Re: Copy Bulk Ignore Duplicated

Adrian Klaver <adrian.klaver@xxxxxxxxxxx> · Mon, 17 Jun 2019 08:45:47 -0700

On 6/17/19 8:14 AM, Leandro Guimarães wrote:
Hi Adrian,

    You are right, these fields are in CHECK CONSTRAiNTS and they are 
not formally defined as Primary Keys.

Alright. Two things:

1) If you are are thinking of them as keys, why not make them a PK or a 
UNIQUE index?

2) Still not clear to me whether you are looking for duplicated 
information within a row or between rows?
To put it another way, what are the CHECK constraints doing?

Thanks!
Leandro Guimarães

On Sat, Jun 15, 2019 at 10:45 AM Adrian Klaver 
<adrian.klaver@xxxxxxxxxxx <mailto:adrian.klaver@xxxxxxxxxxx>> wrote:

    On 6/14/19 7:24 PM, Leandro Guimarães wrote:
     > Hi Tim, thanks for you answer!
     >
     > The columns were just examples, but let me explain the database
     > structure, the fields in *bold are the keys*:
     >
     > *customer_id integer*
     > *date_time timestamp*
     > *indicator_id integer*
     > *element_id integer*
     > indicator_value double precision

    Huh, earlier you said you had a check constraint that was causing
    issues.

    Does that also exist or where you referring to the keys above?

    Are the keys above formally defined as the PRIMARY KEY?
    -
     >
     > The table is partitioned per day and customer_id (it works great)
    the
     > problem is just the duplicated key situation that I'm really
    worried about.
     >
     > I populate the database via a Java Application with JDBC.
     >
     > Maybe this info could help to provide some light!
     >
     > Thanks Again!
     >
     > Leandro Guimarães
     >
     >
     >
     > On Fri, Jun 14, 2019 at 7:39 PM Tim Cross <theophilusx@xxxxxxxxx
    <mailto:theophilusx@xxxxxxxxx>
     > <mailto:theophilusx@xxxxxxxxx <mailto:theophilusx@xxxxxxxxx>>> wrote:
     >
     >
     >     Leandro Guimarães <leo.guimaraes@xxxxxxxxx
    <mailto:leo.guimaraes@xxxxxxxxx>
     >     <mailto:leo.guimaraes@xxxxxxxxx
    <mailto:leo.guimaraes@xxxxxxxxx>>> writes:
     >
     >      > Hi,
     >      >
     >      >    I have a scenario with a large table and I'm trying to
    insert
     >     it via a
     >      > COPY command with a csv file.
     >      >
     >      >    Everything works, but sometimes my source .csv file has
     >     duplicated data
     >      > in the previously fulfilled table.
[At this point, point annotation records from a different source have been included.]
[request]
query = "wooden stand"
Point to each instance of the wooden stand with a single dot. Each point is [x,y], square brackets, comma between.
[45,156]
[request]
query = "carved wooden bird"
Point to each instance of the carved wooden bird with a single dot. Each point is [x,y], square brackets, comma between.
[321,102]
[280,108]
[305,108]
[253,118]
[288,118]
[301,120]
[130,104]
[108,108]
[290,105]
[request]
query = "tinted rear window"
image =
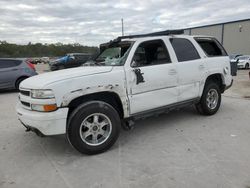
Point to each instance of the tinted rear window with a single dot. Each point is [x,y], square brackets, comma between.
[9,63]
[211,47]
[184,49]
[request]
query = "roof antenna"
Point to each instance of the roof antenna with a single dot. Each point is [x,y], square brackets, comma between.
[122,28]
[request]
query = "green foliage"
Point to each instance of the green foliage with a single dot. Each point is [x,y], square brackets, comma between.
[42,50]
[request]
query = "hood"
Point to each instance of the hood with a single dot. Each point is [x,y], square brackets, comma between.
[40,81]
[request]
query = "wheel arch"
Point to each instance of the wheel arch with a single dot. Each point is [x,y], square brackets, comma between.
[112,98]
[217,78]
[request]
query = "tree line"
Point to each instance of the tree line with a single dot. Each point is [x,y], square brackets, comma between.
[9,50]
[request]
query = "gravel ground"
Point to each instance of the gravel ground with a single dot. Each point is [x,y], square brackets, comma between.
[179,149]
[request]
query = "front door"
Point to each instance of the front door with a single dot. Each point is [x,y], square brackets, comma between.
[151,78]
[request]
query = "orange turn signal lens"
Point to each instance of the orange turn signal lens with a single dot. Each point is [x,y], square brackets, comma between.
[49,107]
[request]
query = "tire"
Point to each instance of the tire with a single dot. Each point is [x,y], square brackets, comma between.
[93,127]
[211,99]
[247,66]
[18,83]
[60,67]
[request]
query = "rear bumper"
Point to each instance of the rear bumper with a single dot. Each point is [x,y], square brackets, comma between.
[227,87]
[47,123]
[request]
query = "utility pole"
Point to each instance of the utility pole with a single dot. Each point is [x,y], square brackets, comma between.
[122,28]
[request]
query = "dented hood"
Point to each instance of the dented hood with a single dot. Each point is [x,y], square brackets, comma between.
[40,81]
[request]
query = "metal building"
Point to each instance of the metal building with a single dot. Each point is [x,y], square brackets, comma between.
[234,35]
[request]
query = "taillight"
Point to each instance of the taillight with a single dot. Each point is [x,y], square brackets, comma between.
[31,66]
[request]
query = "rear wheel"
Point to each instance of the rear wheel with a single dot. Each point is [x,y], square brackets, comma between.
[93,127]
[247,66]
[210,100]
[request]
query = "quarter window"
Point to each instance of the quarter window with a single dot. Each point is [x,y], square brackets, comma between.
[151,53]
[184,49]
[211,47]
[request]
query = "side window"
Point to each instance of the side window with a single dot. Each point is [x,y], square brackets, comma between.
[9,63]
[211,47]
[184,49]
[151,53]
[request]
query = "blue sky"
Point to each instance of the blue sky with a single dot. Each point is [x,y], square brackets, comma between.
[94,22]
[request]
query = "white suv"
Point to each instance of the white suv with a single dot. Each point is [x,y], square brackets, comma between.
[133,77]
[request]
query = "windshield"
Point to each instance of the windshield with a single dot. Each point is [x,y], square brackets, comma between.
[243,58]
[115,55]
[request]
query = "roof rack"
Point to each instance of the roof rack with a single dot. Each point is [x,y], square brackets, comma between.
[160,33]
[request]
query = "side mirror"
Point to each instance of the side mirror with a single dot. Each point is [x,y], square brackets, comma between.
[134,64]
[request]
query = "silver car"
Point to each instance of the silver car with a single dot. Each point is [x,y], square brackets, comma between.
[13,72]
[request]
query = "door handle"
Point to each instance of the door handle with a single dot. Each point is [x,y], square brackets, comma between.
[201,67]
[139,76]
[172,72]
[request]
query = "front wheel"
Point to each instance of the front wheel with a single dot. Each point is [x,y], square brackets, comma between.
[247,66]
[93,127]
[210,100]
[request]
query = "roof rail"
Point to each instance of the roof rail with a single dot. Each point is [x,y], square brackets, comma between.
[160,33]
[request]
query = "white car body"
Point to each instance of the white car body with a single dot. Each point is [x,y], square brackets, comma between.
[165,84]
[243,62]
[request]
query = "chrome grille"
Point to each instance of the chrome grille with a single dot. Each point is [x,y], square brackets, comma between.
[25,92]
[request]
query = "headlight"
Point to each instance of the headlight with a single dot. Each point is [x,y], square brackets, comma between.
[44,108]
[42,94]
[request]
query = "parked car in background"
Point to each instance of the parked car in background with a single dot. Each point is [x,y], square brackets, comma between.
[14,71]
[69,61]
[243,62]
[45,59]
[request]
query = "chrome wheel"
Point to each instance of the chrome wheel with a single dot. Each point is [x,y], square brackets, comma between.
[95,129]
[212,99]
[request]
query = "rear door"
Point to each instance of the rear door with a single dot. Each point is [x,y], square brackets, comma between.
[9,71]
[190,67]
[151,77]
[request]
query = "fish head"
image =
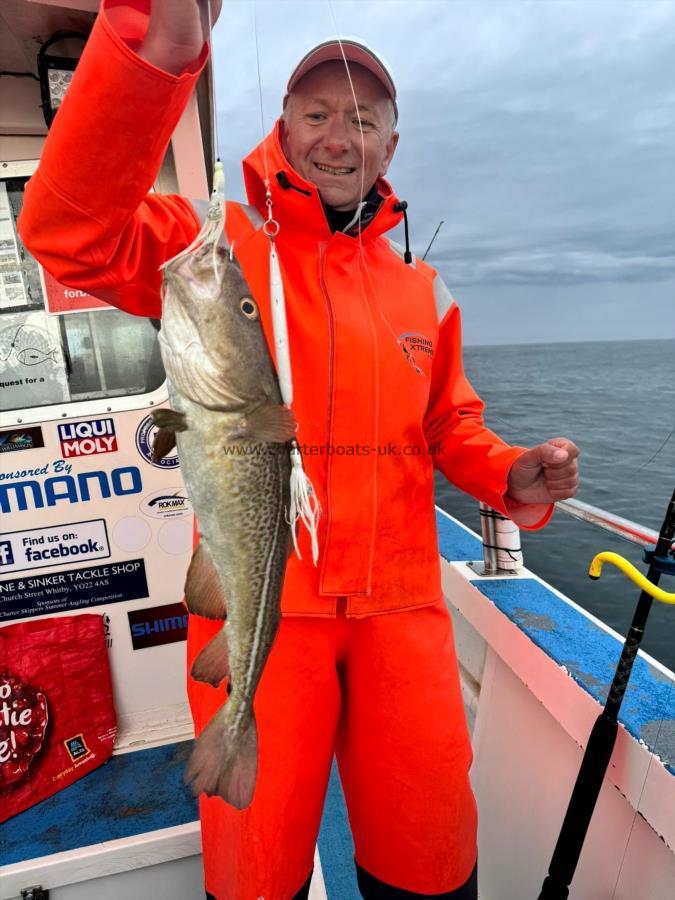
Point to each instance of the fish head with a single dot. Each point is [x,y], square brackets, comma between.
[212,341]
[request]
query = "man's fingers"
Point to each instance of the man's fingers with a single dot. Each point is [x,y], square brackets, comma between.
[562,484]
[558,453]
[555,474]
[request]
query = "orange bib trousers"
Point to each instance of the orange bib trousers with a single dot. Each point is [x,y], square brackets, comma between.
[383,694]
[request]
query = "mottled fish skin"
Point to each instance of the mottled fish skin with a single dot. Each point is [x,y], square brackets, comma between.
[219,371]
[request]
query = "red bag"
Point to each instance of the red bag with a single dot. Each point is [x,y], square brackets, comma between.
[57,719]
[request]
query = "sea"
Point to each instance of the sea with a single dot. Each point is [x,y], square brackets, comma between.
[616,401]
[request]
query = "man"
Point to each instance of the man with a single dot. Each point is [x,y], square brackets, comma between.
[364,662]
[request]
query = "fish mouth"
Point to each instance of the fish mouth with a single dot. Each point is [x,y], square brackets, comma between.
[339,171]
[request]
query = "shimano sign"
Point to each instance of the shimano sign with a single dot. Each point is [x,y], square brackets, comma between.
[96,485]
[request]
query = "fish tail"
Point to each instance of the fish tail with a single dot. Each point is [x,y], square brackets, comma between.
[225,765]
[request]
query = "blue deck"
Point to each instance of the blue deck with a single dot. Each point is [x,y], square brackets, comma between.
[119,800]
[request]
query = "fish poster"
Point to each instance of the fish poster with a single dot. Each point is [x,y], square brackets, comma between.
[32,364]
[12,291]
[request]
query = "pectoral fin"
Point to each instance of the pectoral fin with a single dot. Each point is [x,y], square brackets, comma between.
[271,423]
[203,591]
[212,665]
[168,421]
[163,444]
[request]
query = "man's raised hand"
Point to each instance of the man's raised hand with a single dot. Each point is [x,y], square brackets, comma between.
[176,32]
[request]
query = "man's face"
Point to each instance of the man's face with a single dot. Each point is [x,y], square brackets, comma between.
[323,141]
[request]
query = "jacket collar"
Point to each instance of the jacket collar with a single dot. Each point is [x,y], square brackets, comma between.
[296,203]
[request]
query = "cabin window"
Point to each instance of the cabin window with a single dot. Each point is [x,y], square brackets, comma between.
[59,345]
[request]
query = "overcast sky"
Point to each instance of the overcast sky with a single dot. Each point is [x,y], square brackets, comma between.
[541,131]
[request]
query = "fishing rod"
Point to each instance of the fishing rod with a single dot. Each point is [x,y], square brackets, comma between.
[603,736]
[432,240]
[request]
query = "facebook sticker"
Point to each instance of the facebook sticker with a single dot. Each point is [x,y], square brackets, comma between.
[6,555]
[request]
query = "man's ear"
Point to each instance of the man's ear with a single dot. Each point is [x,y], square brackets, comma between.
[392,144]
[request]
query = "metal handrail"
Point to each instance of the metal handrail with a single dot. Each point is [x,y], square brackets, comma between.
[629,531]
[624,528]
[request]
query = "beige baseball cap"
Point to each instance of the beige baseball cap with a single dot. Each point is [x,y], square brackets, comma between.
[351,50]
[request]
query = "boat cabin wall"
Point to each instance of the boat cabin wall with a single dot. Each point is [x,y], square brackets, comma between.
[88,522]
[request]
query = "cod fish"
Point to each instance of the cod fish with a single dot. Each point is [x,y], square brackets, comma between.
[231,430]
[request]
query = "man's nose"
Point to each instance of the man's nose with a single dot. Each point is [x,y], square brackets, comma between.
[337,139]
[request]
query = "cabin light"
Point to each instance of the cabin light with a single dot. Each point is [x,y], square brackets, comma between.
[55,73]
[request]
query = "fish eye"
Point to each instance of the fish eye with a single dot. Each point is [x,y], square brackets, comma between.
[249,308]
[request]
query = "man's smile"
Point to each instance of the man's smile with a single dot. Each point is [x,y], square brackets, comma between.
[334,170]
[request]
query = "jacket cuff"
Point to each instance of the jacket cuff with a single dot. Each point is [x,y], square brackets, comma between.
[514,507]
[116,102]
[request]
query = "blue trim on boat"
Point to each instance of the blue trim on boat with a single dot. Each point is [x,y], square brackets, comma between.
[122,798]
[590,655]
[336,847]
[133,793]
[456,543]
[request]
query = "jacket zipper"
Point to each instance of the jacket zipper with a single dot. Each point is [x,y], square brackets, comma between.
[331,358]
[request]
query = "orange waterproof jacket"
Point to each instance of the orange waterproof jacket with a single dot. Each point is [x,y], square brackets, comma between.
[380,394]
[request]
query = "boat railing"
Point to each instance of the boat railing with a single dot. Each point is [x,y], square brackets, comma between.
[501,558]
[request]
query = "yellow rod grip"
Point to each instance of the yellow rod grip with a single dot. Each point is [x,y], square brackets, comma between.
[631,572]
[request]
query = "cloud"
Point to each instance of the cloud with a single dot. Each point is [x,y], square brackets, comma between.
[541,133]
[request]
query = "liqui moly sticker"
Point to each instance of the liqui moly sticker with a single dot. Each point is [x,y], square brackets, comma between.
[87,438]
[37,548]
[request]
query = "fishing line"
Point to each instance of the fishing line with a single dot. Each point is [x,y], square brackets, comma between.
[304,505]
[212,82]
[362,255]
[658,452]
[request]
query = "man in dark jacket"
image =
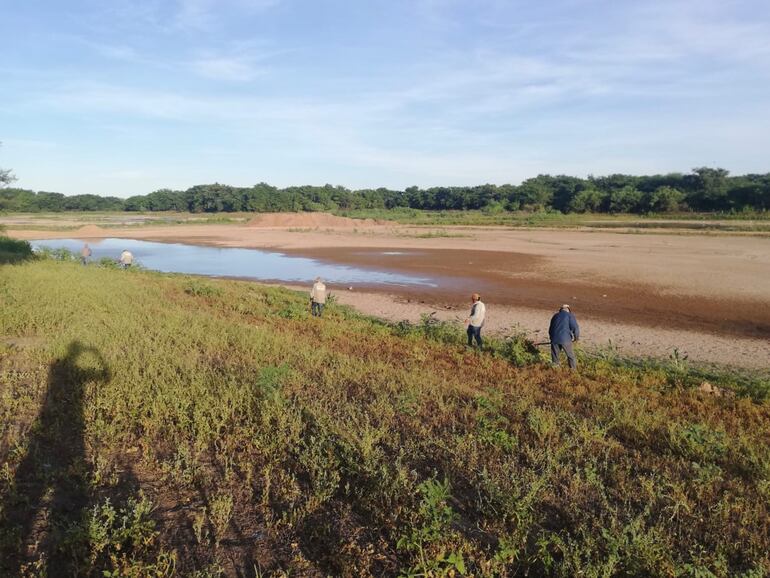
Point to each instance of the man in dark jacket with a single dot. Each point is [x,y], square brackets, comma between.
[563,331]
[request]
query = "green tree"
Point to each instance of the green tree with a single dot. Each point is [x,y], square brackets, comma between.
[711,194]
[6,176]
[665,200]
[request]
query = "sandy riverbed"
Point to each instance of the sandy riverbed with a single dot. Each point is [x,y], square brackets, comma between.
[708,296]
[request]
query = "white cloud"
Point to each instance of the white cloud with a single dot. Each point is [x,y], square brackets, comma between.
[232,68]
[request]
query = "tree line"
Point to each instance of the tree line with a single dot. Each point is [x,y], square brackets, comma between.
[703,190]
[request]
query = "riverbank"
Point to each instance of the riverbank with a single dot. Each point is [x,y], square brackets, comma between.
[646,294]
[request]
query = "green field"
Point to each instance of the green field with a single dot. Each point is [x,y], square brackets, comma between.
[162,425]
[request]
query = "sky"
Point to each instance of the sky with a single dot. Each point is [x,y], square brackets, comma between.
[125,97]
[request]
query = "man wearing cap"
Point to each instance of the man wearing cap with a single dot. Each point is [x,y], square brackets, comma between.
[317,297]
[563,331]
[476,320]
[126,259]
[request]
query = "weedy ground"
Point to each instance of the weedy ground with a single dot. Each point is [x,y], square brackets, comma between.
[157,425]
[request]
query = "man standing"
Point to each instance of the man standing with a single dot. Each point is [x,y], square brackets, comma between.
[563,331]
[317,297]
[126,259]
[476,320]
[85,254]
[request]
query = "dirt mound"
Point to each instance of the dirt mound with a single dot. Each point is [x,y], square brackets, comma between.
[309,220]
[91,231]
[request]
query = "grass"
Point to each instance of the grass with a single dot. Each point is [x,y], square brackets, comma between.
[711,222]
[161,425]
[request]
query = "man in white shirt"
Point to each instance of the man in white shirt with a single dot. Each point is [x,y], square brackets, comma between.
[126,259]
[476,320]
[317,297]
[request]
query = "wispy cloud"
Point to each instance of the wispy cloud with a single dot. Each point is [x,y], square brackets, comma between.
[201,14]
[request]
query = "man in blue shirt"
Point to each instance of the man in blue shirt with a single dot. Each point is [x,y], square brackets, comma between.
[563,331]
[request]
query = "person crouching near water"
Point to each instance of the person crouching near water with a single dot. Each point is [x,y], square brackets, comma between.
[85,254]
[476,320]
[563,331]
[126,259]
[318,297]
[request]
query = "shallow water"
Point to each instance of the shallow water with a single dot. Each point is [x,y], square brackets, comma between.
[234,262]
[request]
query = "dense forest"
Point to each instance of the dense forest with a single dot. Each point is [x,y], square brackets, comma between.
[702,190]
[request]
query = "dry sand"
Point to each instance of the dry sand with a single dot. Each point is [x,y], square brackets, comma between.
[646,293]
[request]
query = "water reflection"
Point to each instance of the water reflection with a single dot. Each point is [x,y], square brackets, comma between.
[233,262]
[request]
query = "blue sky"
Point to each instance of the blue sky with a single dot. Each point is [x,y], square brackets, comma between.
[125,97]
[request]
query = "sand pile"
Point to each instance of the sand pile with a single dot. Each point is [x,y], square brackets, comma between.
[309,220]
[91,231]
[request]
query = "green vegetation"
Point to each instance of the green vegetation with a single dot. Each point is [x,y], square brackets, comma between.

If I add a check constraint
     >     and try to
     >      > run the COPY command I have an error that stops the whole
    insertion.
     >      >
     >      >   I've tried to put the data in a tmp table and fill the
    main using
     >      > distinct this way (the fields and names are just examples):
     >      >
     >      > INSERT INTO final_table values (name, document)
     >      >    SELECT DISTINCT name, document
     >      >    FROM tmp_TABLE t1
     >      >    WHERE NOT EXISTS (
     >      >    SELECT 1 FROM final_table t2
     >      >    WHERE (t2.name <http://t2.name> <http://t2.name>,
    t2.document)
     >      >    IS NOT DISTINCT FROM (t1.name <http://t1.name>
    <http://t1.name>, t1.document))
     >      >
     >      > The problem is that my final_table is a large (and
    partitioned)
     >     table and
     >      > this query is taking a long time to execute.
     >      >
     >      > Someone have any idea (really guys anything would be
    great) how
     >     to solve
     >      > this situation? I need to ignore duplicates instead to
    have some
     >     error.
     >      >
     >      > I'm using* PostgreSQL 9.4* so I can't use "ON CONFLICT" and
     >     upgrade is not
     >      > an option.
     >      >
     >
     >     Explain plan would probably shed some light, but I suspect your
     >     performance is being heavily hit by the sub query. Distinct is an
     >     expensive operation and you are performing it once for every
     >     distinct row
     >     in your temp table.
     >
     >     It isn't clear what the primary key is for your final table -
    name +
     >     document seems suspicious given these seem to be the only two
    columns
     >     your inserting as well. You don't indicate what the data
    types are
     >     either - it document is something like 'text' then using it in a
     >     distinct clause is likely to have huge performance impact.
     >
     >     The first thing I'd do is to eliminate duplicates from your
    temp table
     >     as a separate statement or by pre-filtering the CSV before
    import. I
     >     would then try something like an outer join to identify rows
    in your
     >     temp table which don't exist in your final table and select
    from there
     >     to insert into the final table. You don't really need the
    distinct in
     >     the sub query as all you really need to know is if (name,
    document)
     >     exists - it doesn't matter if more than one exists (for this
    test).
     >
     >     If you really don't have something more specific for a
    primary key,
     >     depending on what data type 'document' is and how large it
    is, you may
     >     find adding a column which is a checksum of your 'document'
    field a
     >     useful addition. I have done this in the past where I had an
    application
     >     where name was not unique and we only wanted distinct
    instances of
     >     'document' (document was a fairly large XML document in this
    case).
     >
     >     --
     >     Tim Cross
     >
     >

    -- 
    Adrian Klaver
    adrian.klaver@xxxxxxxxxxx <mailto:adrian.klaver@xxxxxxxxxxx>

--
Adrian Klaver
adrian.klaver@xxxxxxxxxxx